SA is looking to lead the way, having produced a comprehensive draft national policy on data and cloud, which proposes a multidimensional approach to digital sovereignty and self-determination. The policy issues addressed in the draft, such as competition and trade, cybersecurity, localisation and cross border data transfer, and skills and capacity development, all seek to promote SA’s digital sovereignty.
Senegal recently moved all of its government data to a new national data centre, which will ensure the country has full control and ownership of its data. At the continental level, the AU’s digital transformation strategy (2020-2030) is firmly on the side of digital sovereignty as it commits to “ensure Africa’s ownership of modern tools of digital management.” At the global level, the majority of African countries supported a UN resolution countering the use of information and communication technologies sponsored by China and Russia in 2019. The resolution seeks to shape global norms towards the precedence of national sovereignty in the cyberspace. If the foregoing is anything to go by, then Africa is fully aware of the strategic value of digital sovereignty.
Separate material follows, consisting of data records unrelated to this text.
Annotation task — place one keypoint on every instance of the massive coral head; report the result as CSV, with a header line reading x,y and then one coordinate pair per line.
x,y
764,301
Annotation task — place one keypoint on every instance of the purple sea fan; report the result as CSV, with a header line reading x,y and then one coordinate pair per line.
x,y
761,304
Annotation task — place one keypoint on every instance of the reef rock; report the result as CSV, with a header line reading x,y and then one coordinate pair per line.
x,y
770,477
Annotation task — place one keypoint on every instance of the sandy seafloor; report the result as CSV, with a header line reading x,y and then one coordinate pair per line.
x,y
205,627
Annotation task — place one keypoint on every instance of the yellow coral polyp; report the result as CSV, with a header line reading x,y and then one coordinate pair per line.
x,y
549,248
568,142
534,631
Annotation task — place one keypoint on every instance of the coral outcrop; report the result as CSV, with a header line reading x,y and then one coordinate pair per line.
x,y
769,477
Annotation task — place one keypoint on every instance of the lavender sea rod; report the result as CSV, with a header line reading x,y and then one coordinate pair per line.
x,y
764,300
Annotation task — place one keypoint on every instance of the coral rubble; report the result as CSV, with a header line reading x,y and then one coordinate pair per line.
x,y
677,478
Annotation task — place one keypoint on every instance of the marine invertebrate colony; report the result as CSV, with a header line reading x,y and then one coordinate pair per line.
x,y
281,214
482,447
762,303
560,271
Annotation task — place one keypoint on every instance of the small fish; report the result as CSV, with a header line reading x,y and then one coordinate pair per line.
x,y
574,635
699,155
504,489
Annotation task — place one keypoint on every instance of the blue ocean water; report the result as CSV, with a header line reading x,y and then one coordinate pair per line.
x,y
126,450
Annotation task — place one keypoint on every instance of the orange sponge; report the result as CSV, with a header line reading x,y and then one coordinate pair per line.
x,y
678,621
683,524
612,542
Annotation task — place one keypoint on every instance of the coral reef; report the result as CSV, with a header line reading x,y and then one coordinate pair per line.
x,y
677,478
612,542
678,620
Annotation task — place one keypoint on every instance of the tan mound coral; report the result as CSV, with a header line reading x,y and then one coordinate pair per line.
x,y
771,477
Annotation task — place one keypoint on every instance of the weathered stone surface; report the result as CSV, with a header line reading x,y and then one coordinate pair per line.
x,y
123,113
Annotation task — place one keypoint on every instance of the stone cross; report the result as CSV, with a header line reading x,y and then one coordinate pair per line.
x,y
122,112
However, with only 1% of the world’s data centres, and most of them foreign-owned, Africa does not have the capacity to store, process and control its data. This means Africa’s data is harvested and exploited by Big Tech, with little benefit for the continent. Some of the key stakeholders that can help African countries realise their aspirations for data sovereignty are the telecom carriers. Africa has huge carriers that dominate the continent, such as MTN, Orange, Vodacom, Etisalat, Airtel, Safaricom, Econet and Glocom.
One of Econet’s subsidiary companies, the Africa Data Centres plans to add more data centres to the five it already has in SA, Kenya, Rwanda and Nigeria. Vodacom has recently partnered with Digital Parks Africa to build large-scale data centres to serve the growing demand for digital services. As the ICT leaders in the continent, telecom carriers can partner with governments to accelerate the building of data centres across Africa to maintain the storage, processing, and analysis of African data on African soil.
This will not only add more value to Africa’s digital economy but also ensure that sensitive African data is safe and not exploited in ways that can undermine its security.